Nearly 200 people lost their lives in Germany and Belgium.
Europe is on Tuesday to pay tribute to the 196 lives lost in devastating floods.
Belgium honoured its 31 dead with a minute of silence at midday as part of its day of "national mourning". All flags are flown at half-mast for the day.
King Philippe and Prime Minister Alexander de Croo observed the minute of silence in Verviers, near Liege, where water from the torrential rain unleashed considerable damage after meeting with rescue workers and victims.
European Council President Charles Michel, a former Belgian Prime Minister, joined in silence with other EU officials at the bloc's headquarters in Brussels.
"Our thoughts are with their (the victims') families and friends," he wrote on Twitter. "The EU stands by you at this difficult time."
About 70 people are still unaccounted for across Belgium following the floods of July 14 and 15, according to the crisis centre. The figure has gone down significantly over the past 48 hours as telephone lines have been restored.
The Vesdre valley, a tributary of the Meuse that burst its banks under the effect of the torrential rains and the saturation of a dam, is home to at least half of the victims, according to local politicians.
European Union environment ministers, who are meeting in Slovenia on Tuesday, will also observe the minute of silence.
German Chancellor Angela Merkel will meanwhile visit North Rhine-Westphalia on Tuesday to talks to rescuers and meet with the region's Minister-President Armin Laschet.
Germany has borne the brunt of the floodings with 165 fatalities recorded so far — 117 in Rhineland-Palatinate, 47 in North Rhine-Westphalia and one in Bavaria.
It comes a day after she promised to improve the country's disaster warning system, severely criticised since the floods.

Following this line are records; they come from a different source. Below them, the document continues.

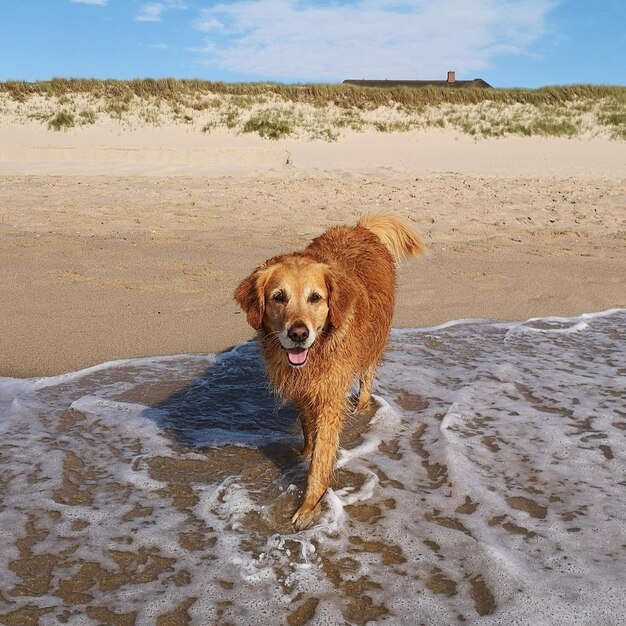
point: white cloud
(153, 11)
(367, 38)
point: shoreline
(100, 267)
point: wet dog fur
(323, 317)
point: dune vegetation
(316, 111)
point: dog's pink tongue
(296, 356)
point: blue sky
(525, 43)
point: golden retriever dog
(323, 317)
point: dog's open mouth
(297, 356)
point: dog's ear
(341, 296)
(250, 294)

A German government spokeswoman conceded that "the experiences we have had with this disaster show that we have to do more and better."

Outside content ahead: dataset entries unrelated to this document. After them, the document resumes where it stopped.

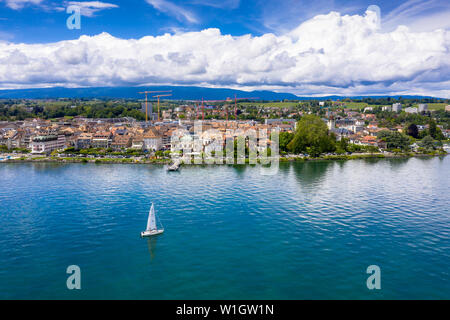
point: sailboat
(151, 230)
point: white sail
(151, 222)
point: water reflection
(151, 244)
(397, 164)
(311, 174)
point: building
(423, 107)
(397, 107)
(411, 110)
(121, 142)
(84, 141)
(47, 144)
(152, 140)
(101, 140)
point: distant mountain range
(178, 93)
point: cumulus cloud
(328, 54)
(89, 8)
(174, 10)
(19, 4)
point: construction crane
(159, 96)
(146, 102)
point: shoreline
(169, 161)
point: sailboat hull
(151, 233)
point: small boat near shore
(174, 166)
(151, 229)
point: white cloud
(19, 4)
(174, 10)
(419, 15)
(89, 8)
(328, 54)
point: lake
(308, 232)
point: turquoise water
(308, 232)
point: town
(134, 131)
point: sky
(309, 48)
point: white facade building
(47, 144)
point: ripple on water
(230, 232)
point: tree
(394, 139)
(285, 139)
(434, 131)
(413, 131)
(312, 136)
(427, 143)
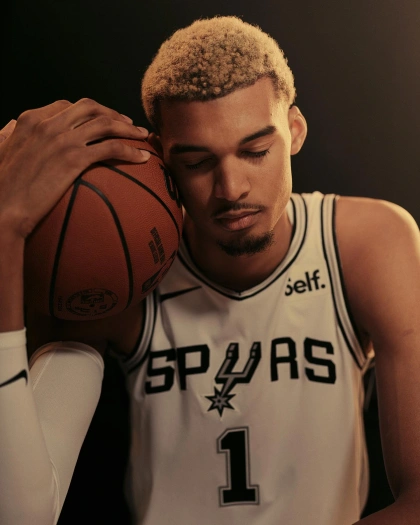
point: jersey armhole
(341, 304)
(137, 356)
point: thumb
(7, 130)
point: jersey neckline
(298, 216)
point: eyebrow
(191, 148)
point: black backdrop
(356, 65)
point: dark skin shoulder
(379, 245)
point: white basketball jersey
(246, 408)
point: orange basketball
(107, 243)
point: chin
(248, 245)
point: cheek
(194, 193)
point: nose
(231, 181)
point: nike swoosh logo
(21, 375)
(171, 295)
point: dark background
(356, 65)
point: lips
(237, 221)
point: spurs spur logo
(229, 378)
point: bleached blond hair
(210, 59)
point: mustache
(237, 206)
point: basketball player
(245, 367)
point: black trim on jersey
(171, 295)
(349, 346)
(146, 353)
(121, 235)
(146, 188)
(126, 357)
(23, 374)
(343, 287)
(235, 297)
(60, 245)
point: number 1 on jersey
(234, 442)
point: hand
(46, 149)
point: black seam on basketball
(129, 177)
(121, 234)
(60, 245)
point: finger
(115, 149)
(7, 130)
(103, 127)
(34, 116)
(83, 111)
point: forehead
(224, 119)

Civil protection president Armin Schuster called on public radio for "the return of the good old sirens", so as not to rely solely on digital tools but the siren system — a legacy of the Cold War to warn in case of a nuclear attack in particular — proved ineffective in September 2020, when a major test at national level turned into a fiasco.
Some of the sirens did not go off due to technical problems, and some municipalities removed them altogether, deeming them useless.
Nearly 750 people were also injured in Germany because of the floods. Nearly 200 are still missing.